China ETF Soars as Nation's Economy Reopens

Chinese stocks are rebounding following the reopening of its economy as coronavirus cases decline on a nationwide basis. As a result, the China Large-Cap ETF (NYSE: FXI) is up more than 15% over the last 2 weeks. Interestingly, Chinese stocks made a higher low in May vs most global indices which made a lower low. Of course, this comes after more than 2 years of underperformance with FXI about 4% lower than its March 2020 level.

2022 has been a very challenging year for investors and policymakers for a variety of predictable and unpredictable reasons. One of the main uncertainties dragging down the economy has been the lockdowns and restrictions on activity and mobility in China as that country deals with another wave of the coronavirus more than 2 years after the country's first round of lockdowns to deal with the virus.

Initially, China was praised for its vigilant and aggressive response which is only possible in an autocratic country.

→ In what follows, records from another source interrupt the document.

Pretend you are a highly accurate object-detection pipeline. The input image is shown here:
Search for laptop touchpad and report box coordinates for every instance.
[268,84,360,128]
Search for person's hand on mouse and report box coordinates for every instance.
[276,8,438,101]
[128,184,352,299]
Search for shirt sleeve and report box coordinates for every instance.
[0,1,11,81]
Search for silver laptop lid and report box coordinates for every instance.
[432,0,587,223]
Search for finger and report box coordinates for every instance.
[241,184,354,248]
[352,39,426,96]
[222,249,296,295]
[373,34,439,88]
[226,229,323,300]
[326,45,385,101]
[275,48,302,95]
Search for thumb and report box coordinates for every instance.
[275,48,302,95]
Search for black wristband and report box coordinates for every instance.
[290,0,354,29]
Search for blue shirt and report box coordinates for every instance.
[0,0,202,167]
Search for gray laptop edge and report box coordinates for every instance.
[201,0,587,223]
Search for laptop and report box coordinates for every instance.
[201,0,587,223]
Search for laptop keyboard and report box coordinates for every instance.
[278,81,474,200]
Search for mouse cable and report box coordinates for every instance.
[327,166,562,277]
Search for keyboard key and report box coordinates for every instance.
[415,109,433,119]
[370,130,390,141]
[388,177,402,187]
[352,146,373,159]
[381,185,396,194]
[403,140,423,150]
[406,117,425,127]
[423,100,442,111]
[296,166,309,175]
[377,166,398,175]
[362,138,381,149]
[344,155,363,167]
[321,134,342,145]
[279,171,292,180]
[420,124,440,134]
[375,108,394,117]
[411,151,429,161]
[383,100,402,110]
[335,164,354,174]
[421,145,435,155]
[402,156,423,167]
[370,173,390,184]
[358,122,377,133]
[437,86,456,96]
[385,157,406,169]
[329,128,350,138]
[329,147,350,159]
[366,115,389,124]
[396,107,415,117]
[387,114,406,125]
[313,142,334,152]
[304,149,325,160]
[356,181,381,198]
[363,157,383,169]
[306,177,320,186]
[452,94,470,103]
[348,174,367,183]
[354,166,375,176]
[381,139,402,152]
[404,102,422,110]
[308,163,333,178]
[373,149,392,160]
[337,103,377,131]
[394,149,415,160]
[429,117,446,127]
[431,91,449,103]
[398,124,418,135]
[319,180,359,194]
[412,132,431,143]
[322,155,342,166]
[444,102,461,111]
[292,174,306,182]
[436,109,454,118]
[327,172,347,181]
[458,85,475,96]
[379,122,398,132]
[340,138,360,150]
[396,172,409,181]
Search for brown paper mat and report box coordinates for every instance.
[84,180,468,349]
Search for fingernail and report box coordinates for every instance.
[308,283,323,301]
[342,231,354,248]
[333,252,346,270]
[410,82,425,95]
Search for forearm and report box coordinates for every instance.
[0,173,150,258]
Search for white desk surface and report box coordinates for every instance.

This included aggressive lockdowns on any hint of the virus coming back and forced quarantining of anyone infected. This has proven to be effective in containing localized outbreaks but not so effective in making the country more resilient. A drawback to this strategy is that there is little evidence of increasing 'herd immunity' especially as the Chinese vaccine has so far proven to be ineffective.

Contrast this to the strategy in Western nations which has focused on vaccinating vulnerable populations. Additionally, some approximation of 'herd immunity' has been reached through infections and vaccines which is now allowing for a full reopening of the economy even despite the virus flaring up here and there.

As a result of its 'zero-COVID' policies, China is not close to herd immunity nor have they prioritized the vaccination of vulnerable groups. Thus, the threat of more lockdowns persists especially as the Chinese government very rarely changes its policies. This has obviously caused a lot of stress for financial markets as the economy was already dealing with a slowdown in the property market and a crackdown on tech companies.

However, this does have the potential to provide a healthy 'growth impulse' to global markets as Chinese demand and economic activity resume. It can also help with inflation as one component is the extremes in shipping and container rates due to a backlog of ships. Additionally, if China's economy does successfully reopen, then it increases the odds that the May lows in stock prices will hold up.